An Ounce of Hope (A Pound of Flesh #2)

“Are your meds working? Any more terrors?”

Max began nibbling the corner of his thumbnail. He shook his head in answer to Elliot’s question, pondering whether he should simply tell all about Grace. He knew what the doctor’s first instinct would be. He’d think Max was getting involved in a relationship, which he wasn’t, and he’d explain how it was a bad idea.

Maybe it was a bad idea. But seeing Grace’s face as she told him about what she’d been through and the struggles she still dealt with daily was all the push he needed to help her. She wanted to win, to reclaim herself from that fucker who beat her, and who was Max to deny her?

“I have a question,” he blurted around his hand. “A hypothetical.”

Elliot’s brows jumped. “I’m all ears.”

“Okay, so,” Max began, sitting forward. “Relationships for recovering addicts are a bad thing, right?”

“Not an altogether bad thing, no, but we try to dissuade patients from engaging in any new romantic attachments. The emotions can be too overwhelming at the beginning of a relationship and have been known to trigger a relapse.”
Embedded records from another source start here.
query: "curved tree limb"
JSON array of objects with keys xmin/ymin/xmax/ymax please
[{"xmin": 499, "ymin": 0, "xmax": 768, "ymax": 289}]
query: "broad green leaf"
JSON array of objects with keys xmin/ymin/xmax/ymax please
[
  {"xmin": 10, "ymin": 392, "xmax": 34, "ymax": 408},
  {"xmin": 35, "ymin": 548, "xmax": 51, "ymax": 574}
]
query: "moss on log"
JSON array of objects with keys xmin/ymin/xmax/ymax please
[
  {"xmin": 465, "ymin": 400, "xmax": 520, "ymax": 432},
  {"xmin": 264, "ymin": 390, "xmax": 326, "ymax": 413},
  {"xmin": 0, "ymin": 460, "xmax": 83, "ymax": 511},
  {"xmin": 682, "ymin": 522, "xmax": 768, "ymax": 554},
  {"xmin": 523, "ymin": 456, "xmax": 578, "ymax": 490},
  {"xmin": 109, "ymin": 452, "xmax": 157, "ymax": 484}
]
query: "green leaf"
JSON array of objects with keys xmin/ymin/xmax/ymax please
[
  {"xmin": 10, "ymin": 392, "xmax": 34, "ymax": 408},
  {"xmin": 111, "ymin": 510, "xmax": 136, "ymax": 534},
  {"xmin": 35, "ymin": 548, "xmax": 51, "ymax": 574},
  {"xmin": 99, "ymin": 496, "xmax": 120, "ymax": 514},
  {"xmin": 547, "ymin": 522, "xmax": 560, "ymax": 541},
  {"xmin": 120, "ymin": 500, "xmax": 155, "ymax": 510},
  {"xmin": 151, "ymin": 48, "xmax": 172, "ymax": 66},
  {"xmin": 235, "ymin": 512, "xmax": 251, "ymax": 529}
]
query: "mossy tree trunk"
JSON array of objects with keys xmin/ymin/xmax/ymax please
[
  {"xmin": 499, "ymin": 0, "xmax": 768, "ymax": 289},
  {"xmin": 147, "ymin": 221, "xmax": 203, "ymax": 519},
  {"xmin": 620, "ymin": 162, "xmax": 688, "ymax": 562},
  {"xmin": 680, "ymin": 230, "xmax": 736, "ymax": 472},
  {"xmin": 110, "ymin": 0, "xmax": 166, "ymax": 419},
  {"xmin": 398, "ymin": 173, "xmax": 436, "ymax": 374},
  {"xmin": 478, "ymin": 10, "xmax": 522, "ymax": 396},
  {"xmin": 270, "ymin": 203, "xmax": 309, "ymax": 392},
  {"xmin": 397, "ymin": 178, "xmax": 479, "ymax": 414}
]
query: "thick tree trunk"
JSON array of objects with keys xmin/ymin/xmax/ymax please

Max clasped his hands together and let them fall between his knees. “And what about sex? Do you dissuade your patients from that, too?”

Elliot paused, his hand by his face, the pen between his fingers motionless. “As long as you’re safe and honest with your partner, I don’t see anything wrong with your having sex.”

“Why do I feel like there’s a ‘but’ comin’?” Max asked wryly.

Elliot placed his legal pad on the arm of his chair. Uh-oh. “I simply want to make sure you’re not substituting one need for another, Max.”

“It’s not like that, Doc,” he said vaguely. “She’s . . . we’re not— It’s complicated.”

Elliot nodded but didn’t push. “And she knows about your past, your addiction?”

“Some. She knows about my rehab, you, Tate. I’ve mentioned Lizzie.”

“That’s good, Max.” His smile was proud. “That’s a good start. Honesty in any relationship, platonic or otherwise, is vitally important.”

Yeah, that much Max knew. He sat back in his seat, feeling somewhat calmer with Elliot’s affirmation that sex was okay—not that Max wouldn’t have done it anyway if he’d said no. He was the biggest rule breaker and asshole there was, after all. But his therapist’s words eased an anxious part of him that had been griping for more than a week.

The drive back from his session was long. Max wound the window of his truck down and enjoyed the warm evening air on his face, allowing it to help build up the resolve that had started to take shape while sitting in Elliot’s office. The whole thing with Grace would become problematic only if he allowed it to. He’d opened up to her and shared things that, ordinarily, would have had him disappearing inside himself. That was the hard bit out of the way.

Sex was easy. Sex he knew. Sex he was good at. Sex with Grace would no doubt be awesome.

He just needed to, as Grace would say, stop overthinking it, and by the time he pulled up outside the boardinghouse, he had. He was going to fuck a hot woman with no strings attached. Any other normal guy would be singing from the rooftops and it was about time he did the same. He smacked his hands on the steering wheel, resolute.

No pressure, no worries, no fuss.

Yeah, he was going to start enjoying himself, goddamn it.

Tate arrived the following morning with his customary wide smile and a yellow T-shirt decorated with—

“What the fuck is that?” Max asked with a puzzled shake of his head, once they’d sat down in their usual seat in the coffee shop, each having bought a sub sandwich.

Tate glanced down at himself and cocked an eyebrow. “It’s a Minion dressed as Wolverine,” he answered, his tone clearly disgusted with Max’s lack of comic book expertise. “What the hell else would it be?”

Max snorted. “I apologize. I’m obviously having an off day with DC—”

“Marvel! Jesus.”

“Whatever.”

Tate shook his head, looking out of the window toward the sky, his mouth full of sandwich. “I don’t even know why I keep coming back to see you. I really don’t.”

“Because you love me,” Max retorted, taking a mammoth bite of his chicken on rye.

Tate shrugged. “Someone has to, I guess.” They sat in companionable silence, watching the world go by, while they ate. “So how have things been?”

Max nodded. “Okay. Got my six-month medallion.”

Never for one moment had Max thought he’d get to that point, but the gold medal in his pocket proved it. When he’d been awarded it at his last group session, it had been the first time he’d truly felt a shiver of pride.

Tate grinned. “My man. Nice.” They fist-bumped. “Any more ‘off’ days?”